The draft allows for processing of metadata without consent for certain defined purposes. These relate to information security, fraud prevention, service provision (for example, billing and managing abuse of the service) or for the protection of “vital interests” which follows the same concept used in the GDPR.
Retention and surveillance
The draft provides for an exception from the requirement to obtain consent and to delete or anonymise device data and/or metadata once it is no longer needed to provide the service, where this is required under EU or member state law for the prevention, investigation, detection or prosecution of criminal offences or prevention of threats to public security. Whilst provision for use of data for these purposes was included in previous drafts, the new draft clarifies that the data can specifically be retained for these purposes.
Re-purposing of data
In line with the purpose limitation principle set out in the GDPR, the Council’s draft provides that pseudonymised metadata and device information can be processed for purposes other than those for which it was collected, provided such processes are “compatible” with the original purpose (based on fairly loosely defined criteria). This introduces some uncertainty over how such data will be used over time, particularly taking into account developments in technology. This provision will be good news for telco companies and companies operating in the adtech space. However, there are still some limitations. Data originally processed on the basis of consent or public interest cannot be repurposed in this way, the data cannot be shared with third parties (other than processors acting on the service provider’s behalf) unless in an anonymised form, and use of re-purposed metadata to determine the nature or characteristics of an individual or to build a profile of them is not permitted to the extent this would significantly affect them.
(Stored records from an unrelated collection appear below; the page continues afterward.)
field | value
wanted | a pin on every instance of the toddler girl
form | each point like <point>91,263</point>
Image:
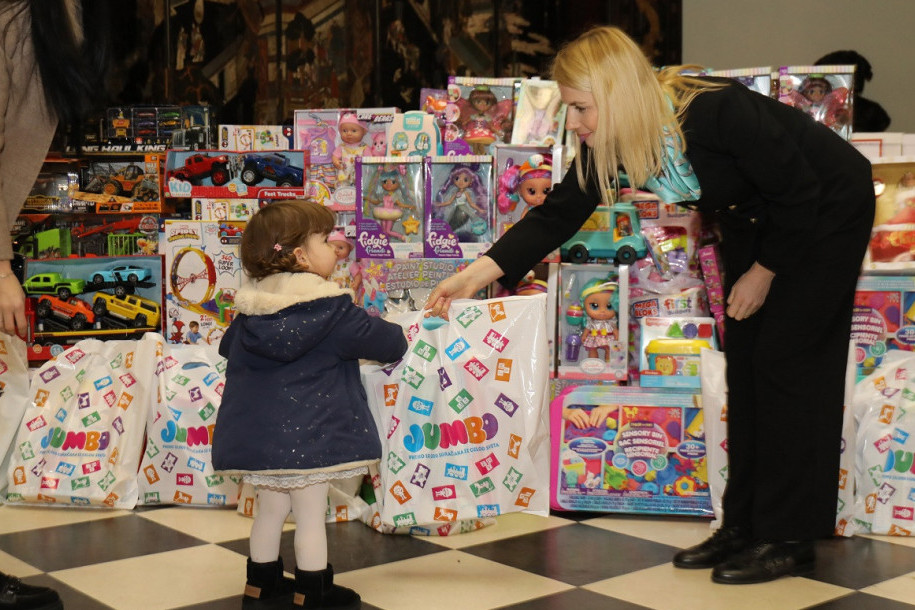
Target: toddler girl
<point>294,414</point>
The proposal is essentially a long-awaited mandate for further negotiation. The Presidency of the Council will now commence negotiations between the European Parliament, the European Commission and the EU Council representatives on the final text of the ePrivacy Regulation. Once agreed, there will be an implementation period (currently proposed at two years) from the twentieth day following its publication in OJEU.
The Presidency takes the view that the draft strikes a good balance between solid protection of the private life of individuals and fostering the development of new technologies and innovation – but it remains to be seen whether the European Parliament and European Commission will agree.
Status in the UK
Whilst the ePrivacy Regulation will not apply directly in the UK, the current draft provides that UK service providers would still need to comply with it to the extent that end users are located in the EU. Additionally, the UK government has committed to implementing laws to protect privacy and is currently seeking an adequacy decision from the European Commission following Brexit. As a result, it seems likely that the UK will seek to align with the ePrivacy Regulation, at least to some extent.
Reactions so far
The draft has widely been interpreted as being more business friendly than privacy friendly.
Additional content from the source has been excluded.